Source Code

Don’t be scared away by talk of quantum mechanics, complex mathematical equations, and computer source codes. You don’t have to understand any of that to enjoy this movie (trust me, I know). Source Code is a bit like Groundhog Day meets Speed meets Inception meets 24. It’s a sci-fi thriller that takes place primarily on a commuter train that is – literally- about to explode.

Jake Gyllenhaal stars as Colter Stevens, an Army Captain who wakes up (in another man’s body) on the ill-fated train, just minutes before a bomb goes off. His mission is to find the passenger who planted the bomb and prevent a second, deadlier terrorist attack on the city of Chicago. Stevens has eight minutes to accomplish his mission. But as they say – if at first you don’t succeed…

Turns out, those eight minutes represent a window into a parallel universe of sorts that can be revisited over and over and over again – but not without consequences. Each “re-entry” takes a physical and emotional toll on Stevens, who isn’t quite sure how and why he ended up on this mission to begin with. The mission is directed from afar by a mysterious duo (Vera Farmiga, Jeffrey Wright) holed up in some super-secret government lab.  They only give Stevens the basic information they think he needs to know to get the job done. The movie is a sci-fi and psychological thriller – as well as a romance – as sparks fly between Stevens and his attractive seat-mate on the train (Michelle Monaghan). Hey, a lot can happen in eight minutes.
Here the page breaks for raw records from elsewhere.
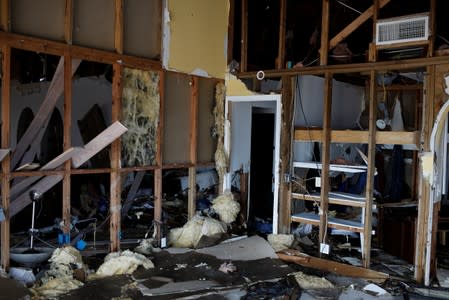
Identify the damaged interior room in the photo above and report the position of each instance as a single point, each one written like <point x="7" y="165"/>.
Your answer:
<point x="224" y="149"/>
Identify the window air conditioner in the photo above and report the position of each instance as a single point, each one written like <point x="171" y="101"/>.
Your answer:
<point x="402" y="29"/>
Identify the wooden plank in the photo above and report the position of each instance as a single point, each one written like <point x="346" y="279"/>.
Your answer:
<point x="355" y="24"/>
<point x="54" y="163"/>
<point x="282" y="31"/>
<point x="84" y="53"/>
<point x="66" y="184"/>
<point x="191" y="206"/>
<point x="244" y="37"/>
<point x="115" y="188"/>
<point x="331" y="266"/>
<point x="285" y="153"/>
<point x="360" y="137"/>
<point x="54" y="92"/>
<point x="5" y="23"/>
<point x="97" y="144"/>
<point x="132" y="193"/>
<point x="324" y="49"/>
<point x="325" y="157"/>
<point x="369" y="189"/>
<point x="118" y="26"/>
<point x="101" y="141"/>
<point x="68" y="21"/>
<point x="5" y="143"/>
<point x="231" y="30"/>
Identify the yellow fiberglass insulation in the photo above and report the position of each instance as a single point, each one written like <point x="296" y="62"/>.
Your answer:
<point x="190" y="234"/>
<point x="140" y="114"/>
<point x="125" y="262"/>
<point x="226" y="207"/>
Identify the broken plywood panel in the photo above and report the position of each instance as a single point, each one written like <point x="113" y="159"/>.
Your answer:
<point x="140" y="114"/>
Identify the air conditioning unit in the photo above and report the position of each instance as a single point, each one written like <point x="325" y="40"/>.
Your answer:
<point x="403" y="29"/>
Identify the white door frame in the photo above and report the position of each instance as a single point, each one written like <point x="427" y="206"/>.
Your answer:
<point x="277" y="143"/>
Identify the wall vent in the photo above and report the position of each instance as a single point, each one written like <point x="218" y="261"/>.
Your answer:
<point x="403" y="29"/>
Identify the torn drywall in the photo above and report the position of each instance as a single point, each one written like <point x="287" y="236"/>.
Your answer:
<point x="196" y="29"/>
<point x="140" y="114"/>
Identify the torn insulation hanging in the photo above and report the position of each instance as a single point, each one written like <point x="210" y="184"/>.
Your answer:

The less you know about this movie going in, the better. I’m sure computer geeks will examine it on a whole other level, but for me, it’s about suspending all logic and appreciating it for its grounding in humanity and subtle humor. It’s an action movie with heart.

I’m still processing the ending. The more I think about it, the more intriguing/acceptable it becomes. Let me know if you agree – or not.